What should I do about my medication?

Let the doctor know about your medication in the clinic. For all procedures other than local anaesthetic procedures you will be seen in the preassessment clinic before surgery who will advise exactly what to do regarding any medications which you will need to reduce or stop.

What can I do to make the operation a success?

  • If you smoke it is best to stop or reduce as much as you can. If you are diabetic, you will reduce your risk of infection and poor wound healing by keeping your blood sugars stable.
  • Attend all dressing, doctor and hand therapy appointments after surgery and follow instructions on hand exercises to get the best function and recover following surgery.
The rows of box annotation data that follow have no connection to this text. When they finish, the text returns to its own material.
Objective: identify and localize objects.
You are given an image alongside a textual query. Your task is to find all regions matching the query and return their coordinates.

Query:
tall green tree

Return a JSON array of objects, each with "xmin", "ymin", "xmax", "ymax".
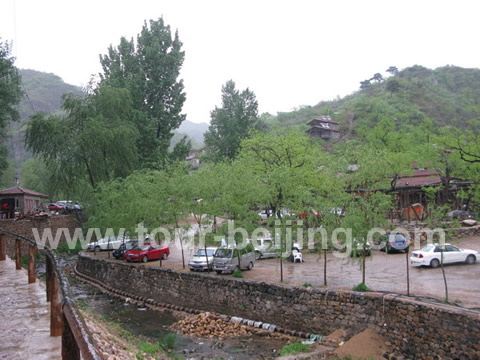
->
[
  {"xmin": 205, "ymin": 80, "xmax": 258, "ymax": 161},
  {"xmin": 0, "ymin": 38, "xmax": 22, "ymax": 179},
  {"xmin": 25, "ymin": 86, "xmax": 139, "ymax": 194},
  {"xmin": 100, "ymin": 18, "xmax": 186, "ymax": 166}
]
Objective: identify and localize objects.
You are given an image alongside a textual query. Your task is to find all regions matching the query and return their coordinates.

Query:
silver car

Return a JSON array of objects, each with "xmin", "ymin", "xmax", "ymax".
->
[
  {"xmin": 188, "ymin": 247, "xmax": 217, "ymax": 271},
  {"xmin": 213, "ymin": 244, "xmax": 255, "ymax": 274}
]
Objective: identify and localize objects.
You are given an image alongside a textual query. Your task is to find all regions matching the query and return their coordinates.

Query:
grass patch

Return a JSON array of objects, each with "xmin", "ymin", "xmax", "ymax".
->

What happens after my surgery?

  • You will go home on the same day and return to a dressing clinic, usually within a week, to assess your wounds and remove the plaster if present.
  • You will have a splint applied and start exercises with the hand therapist if required. The appointments after this will depend on your recovery at the initial review.
  • You can drive when your wounds are healed, and you feel you can safely grip the steering wheel in both hands to control the car.
  • You can shower or bath as normal once the wounds are healed, but prior to that you need to keep the hand dry.
  • Once fully recovered you will be discharged if no other fingers are causing issues. If you are part of a trial, additional appointments may be required however you will be clearly notified of this.

As Dupuytren’s is not curable there is always a chance it may return in the finger operated or appear in other fingers or the other hand. If this is the case, you would need to see your GP to be rereferred.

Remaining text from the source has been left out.